Une histoire de médecins
31D’Anvers à Séville, en passant par Louvain, Leyde, d’autres villes flamandes (Bruxelles, Delft, Douai, Courtrai, Tournai), Vienne, Paris, Londres, Madrid, suivre conjointement les trajectoires d’un atelier d’imprimerie et des médecins qui, d’une manière ou d’une autre, y ont été associés, équivaut à tisser plusieurs toiles sur un seul métier. Malgré son manque d’exhaustivité, une enquête comme celle-ci montre le type d’éclairage qu’une histoire du champ médical de la première modernité européenne peut apporter à la connaissance des dynamiques des mondes savants et lettrés. Pour y arriver, encore faut-il mettre l’accent sur l’étude des médecins plutôt que sur celle de la médecine comme savoir universitaire.

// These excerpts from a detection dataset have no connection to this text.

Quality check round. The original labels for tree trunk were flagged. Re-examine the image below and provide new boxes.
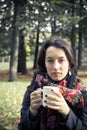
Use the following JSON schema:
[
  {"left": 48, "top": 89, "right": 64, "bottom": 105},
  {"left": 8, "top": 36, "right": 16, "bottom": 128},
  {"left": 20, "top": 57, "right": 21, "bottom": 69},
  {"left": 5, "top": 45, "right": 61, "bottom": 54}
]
[
  {"left": 9, "top": 3, "right": 19, "bottom": 81},
  {"left": 18, "top": 30, "right": 27, "bottom": 74},
  {"left": 78, "top": 0, "right": 83, "bottom": 69},
  {"left": 33, "top": 22, "right": 40, "bottom": 69},
  {"left": 71, "top": 0, "right": 77, "bottom": 72}
]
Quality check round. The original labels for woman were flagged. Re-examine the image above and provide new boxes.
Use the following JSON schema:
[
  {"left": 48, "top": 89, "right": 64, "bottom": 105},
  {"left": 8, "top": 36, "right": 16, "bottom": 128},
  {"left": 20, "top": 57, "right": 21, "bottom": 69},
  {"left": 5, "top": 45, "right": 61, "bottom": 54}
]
[{"left": 18, "top": 38, "right": 87, "bottom": 130}]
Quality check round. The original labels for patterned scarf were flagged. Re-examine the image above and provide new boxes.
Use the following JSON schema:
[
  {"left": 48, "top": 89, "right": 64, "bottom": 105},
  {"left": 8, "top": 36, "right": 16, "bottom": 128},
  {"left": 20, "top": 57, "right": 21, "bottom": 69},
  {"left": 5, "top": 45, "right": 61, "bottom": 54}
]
[{"left": 35, "top": 73, "right": 85, "bottom": 129}]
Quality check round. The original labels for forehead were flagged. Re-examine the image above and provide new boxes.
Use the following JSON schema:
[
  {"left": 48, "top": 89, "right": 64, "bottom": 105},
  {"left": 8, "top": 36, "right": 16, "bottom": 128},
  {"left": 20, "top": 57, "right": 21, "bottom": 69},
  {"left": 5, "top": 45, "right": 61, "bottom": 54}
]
[{"left": 46, "top": 46, "right": 66, "bottom": 58}]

32Considérer les lieux d’imprimerie comme des « lieux de savoir » n’est pas une hypothèse originale. S’intéresser aux médecins comme agents de la production et de la circulation des imprimés, qu’ils soient médicaux ou non, l’est davantage. Or c’est en liant les deux – des lieux et des acteurs – que l’on peut mieux mettre en lumière la place des médecins dans la constitution de communautés savantes. En effet, la mise en relation des ateliers d’imprimerie et des médecins qu’on y croise en tant qu’auteurs, mais aussi comme commentateurs, annotateurs, traducteurs, passeurs en définitive, mobilisant des matériaux textuels, des langues (latin, grec, flamand, espagnol, italien, allemand, français, anglais) et des images (emblèmes, cartes, images naturalistes et anatomiques), ouvre des fenêtres sur une économie des savoirs où l’on assiste, autour de ces nœuds de réseaux savants que sont les officines des imprimeurs, à la mise en œuvre de productions qui engagent des identités intellectuelles, professionnelles et sociales multiples.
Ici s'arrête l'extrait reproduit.